Understanding DJI’s Market Position
DJI (Da-Jiang Innovations) operates from Shenzhen, China, where founder Frank Wang established the company in 2006. The manufacturer dominates the civilian drone market, producing quadcopters for photography and commercial applications. US authorities have restricted DJI drone usage in sensitive operations due to security considerations.
The company expanded beyond aerial devices with the DJI Romo robotic vacuum series, launched in late 2025. These products incorporate drone-derived technology, including LiDAR navigation systems and advanced obstacle detection. Models range from basic units to versions featuring self-cleaning docking stations.
What the Vulnerability Exposed
The security gap allowed unauthorized parties to:
- Access live camera feeds from devices, capturing both video and audio
- View complete 2D floor plans that robots generated while mapping homes
- Monitor real-time cleaning patterns and room-by-room activity
- Track device locations through IP address data
- Send remote control commands to any connected unit
Every three seconds, these robots transmitted MQTT data packets to DJI servers. Each transmission contained serial numbers, cleaning progress, camera observations, distance traveled, charging schedules, and encountered obstacles. This continuous data stream flowed without proper authentication barriers.
Azdoufal demonstrated the vulnerability to journalists, providing real-world evidence of the security failure. He accessed DJI’s development servers alongside production systems serving the United States, China, and European Union markets.
The Technical Breakdown
The flaw centered on inadequate access verification. DJI’s infrastructure failed to implement proper authorization checks beyond the initial authentication token. Once the system confirmed a valid token existed, it granted blanket access to any device identifier provided, regardless of ownership relationships.

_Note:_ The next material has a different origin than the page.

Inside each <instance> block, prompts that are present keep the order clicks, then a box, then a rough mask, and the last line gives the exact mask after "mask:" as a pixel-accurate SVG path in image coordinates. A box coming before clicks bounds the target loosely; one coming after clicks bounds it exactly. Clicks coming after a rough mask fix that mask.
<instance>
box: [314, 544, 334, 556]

This represents a fundamental security architecture error. Proper implementation requires multiple verification layers:
- Token validation confirming user identity
- Device ownership verification linking specific units to account holders
- Permission scope limits restricting data access to owned devices only
- Activity logging to detect unusual access patterns
Manufacturer Response and Broader Implications
After receiving reports from Azdoufal and media outlets, DJI addressed the vulnerability within hours, blocking unauthorized server communication. The company indicated awareness of the access rights verification error, claiming a fix was already under development.

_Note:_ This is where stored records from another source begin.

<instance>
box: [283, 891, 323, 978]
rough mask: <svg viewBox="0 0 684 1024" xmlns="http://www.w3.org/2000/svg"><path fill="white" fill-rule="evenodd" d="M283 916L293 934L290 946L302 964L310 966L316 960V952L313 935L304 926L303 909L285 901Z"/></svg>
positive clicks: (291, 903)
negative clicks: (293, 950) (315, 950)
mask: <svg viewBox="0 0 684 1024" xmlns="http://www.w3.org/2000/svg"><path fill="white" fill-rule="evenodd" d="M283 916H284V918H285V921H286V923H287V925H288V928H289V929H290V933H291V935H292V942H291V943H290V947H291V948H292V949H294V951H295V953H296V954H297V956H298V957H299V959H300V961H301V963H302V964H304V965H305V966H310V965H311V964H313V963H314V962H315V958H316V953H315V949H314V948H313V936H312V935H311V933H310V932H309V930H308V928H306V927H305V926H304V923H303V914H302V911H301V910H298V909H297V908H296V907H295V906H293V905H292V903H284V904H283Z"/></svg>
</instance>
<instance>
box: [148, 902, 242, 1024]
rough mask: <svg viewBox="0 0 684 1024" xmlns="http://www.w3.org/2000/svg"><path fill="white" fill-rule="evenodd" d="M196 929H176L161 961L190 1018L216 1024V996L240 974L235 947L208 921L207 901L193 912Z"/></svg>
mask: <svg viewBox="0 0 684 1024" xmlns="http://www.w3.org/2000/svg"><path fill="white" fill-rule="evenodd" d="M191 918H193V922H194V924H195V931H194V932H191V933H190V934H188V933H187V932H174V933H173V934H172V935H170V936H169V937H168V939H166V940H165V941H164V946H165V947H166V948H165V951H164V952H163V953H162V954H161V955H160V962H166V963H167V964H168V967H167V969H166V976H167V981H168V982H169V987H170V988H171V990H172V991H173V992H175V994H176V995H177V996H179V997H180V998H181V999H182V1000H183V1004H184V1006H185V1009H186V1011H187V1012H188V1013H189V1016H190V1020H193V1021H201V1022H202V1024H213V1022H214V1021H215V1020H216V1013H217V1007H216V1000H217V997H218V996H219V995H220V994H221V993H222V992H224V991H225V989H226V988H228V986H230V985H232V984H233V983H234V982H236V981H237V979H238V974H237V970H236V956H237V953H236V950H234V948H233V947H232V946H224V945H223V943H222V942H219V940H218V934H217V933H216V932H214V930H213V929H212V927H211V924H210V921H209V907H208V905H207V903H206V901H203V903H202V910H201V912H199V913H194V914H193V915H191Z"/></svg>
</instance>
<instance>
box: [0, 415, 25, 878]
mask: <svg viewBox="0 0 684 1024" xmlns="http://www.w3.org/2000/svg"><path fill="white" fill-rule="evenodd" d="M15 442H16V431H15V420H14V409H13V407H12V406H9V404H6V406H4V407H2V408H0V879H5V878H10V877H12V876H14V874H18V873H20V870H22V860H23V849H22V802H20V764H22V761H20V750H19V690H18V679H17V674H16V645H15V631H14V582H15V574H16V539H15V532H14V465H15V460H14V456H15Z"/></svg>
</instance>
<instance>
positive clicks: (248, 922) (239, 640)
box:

This rapid response, while positive, raises troubling questions about cloud-connected appliances. These devices continuously upload detailed home mapping data, visual recordings, and behavioral patterns to remote servers. For DJI products, this information routes through Chinese infrastructure, where legal frameworks permit government access to corporate data.

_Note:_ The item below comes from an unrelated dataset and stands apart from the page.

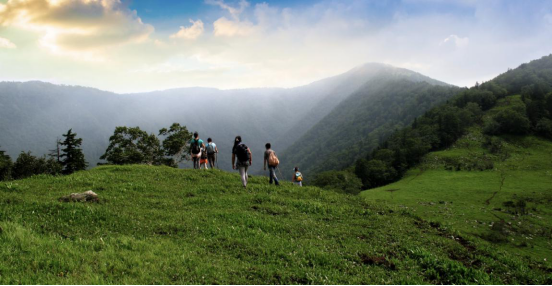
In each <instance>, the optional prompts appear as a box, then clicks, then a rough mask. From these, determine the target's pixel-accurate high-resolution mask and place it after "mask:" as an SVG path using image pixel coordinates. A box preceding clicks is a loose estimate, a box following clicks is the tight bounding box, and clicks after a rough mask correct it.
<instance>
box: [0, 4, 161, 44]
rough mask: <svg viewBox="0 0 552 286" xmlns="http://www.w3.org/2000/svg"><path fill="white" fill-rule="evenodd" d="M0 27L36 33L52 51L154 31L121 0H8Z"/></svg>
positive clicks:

The incident mirrors previous smart home security concerns. Connected devices operating in residential spaces create persistent surveillance capabilities. When manufacturers implement insufficient security measures or maintain data on accessible servers, users face exposure risks they rarely consider during purchase decisions.
Privacy Considerations for Smart Home Owners
This discovery demonstrates how convenience features create potential vulnerabilities. Cloud connectivity enables remote control and software updates, but it also establishes data collection pipelines. Consumers should evaluate several factors when selecting connected home devices:
- Data storage locations and jurisdictional access laws
- Encryption standards for transmitted information
- Local versus cloud processing options
- Manufacturer security track records
- Third-party security audit availability
The DJI Romo incident serves as a cautionary example. A single hobbyist, working independently without malicious intent, accessed thousands of private home environments through a straightforward technical process. This suggests the barrier to entry for deliberate intrusion remains disturbingly low when manufacturers implement inadequate security frameworks.
Organizations operating in sensitive environments should particularly scrutinize connected device deployments. Mapping data and visual surveillance capabilities present strategic intelligence risks when accessible through inadequately secured channels.